Many businesses are already starting to relocate production in order to avoid U.S. tariffs on China-made goods. This in turn is sapping Chinese demand for raw materials and components and raising concerns about the potential impact on the Asian economy as a whole.
Japan's exports to China in January sank 17.4% on the year to 958.1 billion yen ($8.65 billion), Japan's Ministry of Finance said Wednesday. This marks the second straight month of decline, with the trend accelerating quickly from December's 7% drop.
Shipments to China fell for a wide range of products, except for a handful like automobiles. Chipmaking equipment tumbled about 25%, while such items as electronic circuits plunged roughly 39%. Chemical products and metals also fell about 10% after brisk sales last year. Overall exports to China fell 14% in real terms in January compared with the October-December average, Nomura Securities estimates.
That this year's Lunar New Year holiday, which essentially grinds business to a halt in China, fell on an earlier date may have contributed to the slowdown in January. Even so, many experts agree that shipments to China are taking a nose-dive.

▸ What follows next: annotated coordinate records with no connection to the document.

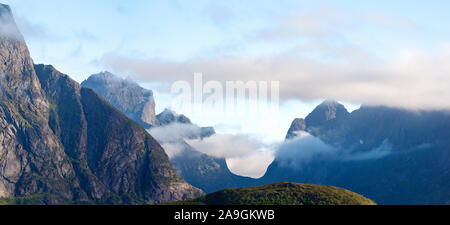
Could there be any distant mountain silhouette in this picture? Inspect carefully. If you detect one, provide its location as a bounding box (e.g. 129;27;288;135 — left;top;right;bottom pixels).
260;101;450;204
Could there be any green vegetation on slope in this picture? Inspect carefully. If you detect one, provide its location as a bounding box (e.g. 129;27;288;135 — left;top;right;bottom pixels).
172;182;375;205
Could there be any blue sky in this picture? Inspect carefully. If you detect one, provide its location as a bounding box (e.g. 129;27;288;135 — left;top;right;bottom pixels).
2;0;450;144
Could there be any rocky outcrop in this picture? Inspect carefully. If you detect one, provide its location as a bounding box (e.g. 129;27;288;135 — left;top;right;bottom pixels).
260;102;450;204
81;72;156;129
0;5;202;204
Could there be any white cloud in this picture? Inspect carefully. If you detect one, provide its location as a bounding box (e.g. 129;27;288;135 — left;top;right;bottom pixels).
148;123;201;143
227;151;275;178
102;44;450;109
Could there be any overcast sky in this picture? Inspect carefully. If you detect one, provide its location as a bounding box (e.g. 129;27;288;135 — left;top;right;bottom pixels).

Other Asian countries with close economic links to China face similar patterns. South Korean exports to China in January slid 19% on the year, a steeper rate than in the previous two months of decline. A slump in semiconductors, which compose a fifth of its China-bound shipments, was likely a key factor.
Demand is softening as global information technology companies shelve investments in data centers and adjust inventories, said South Korea's Ministry of Trade, Industry and Energy.
Taiwan's mainland-bound shipments, which make up 40% of its total, also fell for the third consecutive month in January by 7.5%. This was likely caused by weak demand for parts sent to factories assembling smartphones and servers in China.
Singapore suffered a 25% plunge amid a slump in computer components and integrated circuits. Thailand saw a second straight monthly drop in December, declining 7.3% on weaker exports of IT components. Vietnam was the odd man out, with its first increase in three months in January.
China accounted for 15% of global gross domestic product in 2017, up from 2% in 1990. Its growing weight means that economic shifts there and the impact of its trade war with the U.S. are rippling far across Asia.
"With China shipping fewer servers and similar products to the U.S., Chinese demand for Japanese electronic parts is also plummeting," said Junichi Makino at SMBC Nikko Securities. He added that the downward spiral in trade could accelerate, with China at its center.
Meanwhile, Taiwanese exports to the U.S. soared 21.2% last month. Pegatron and other Chinese companies shifted some production to the island to avoid additional U.S. tariffs on Chinese goods, including electronics.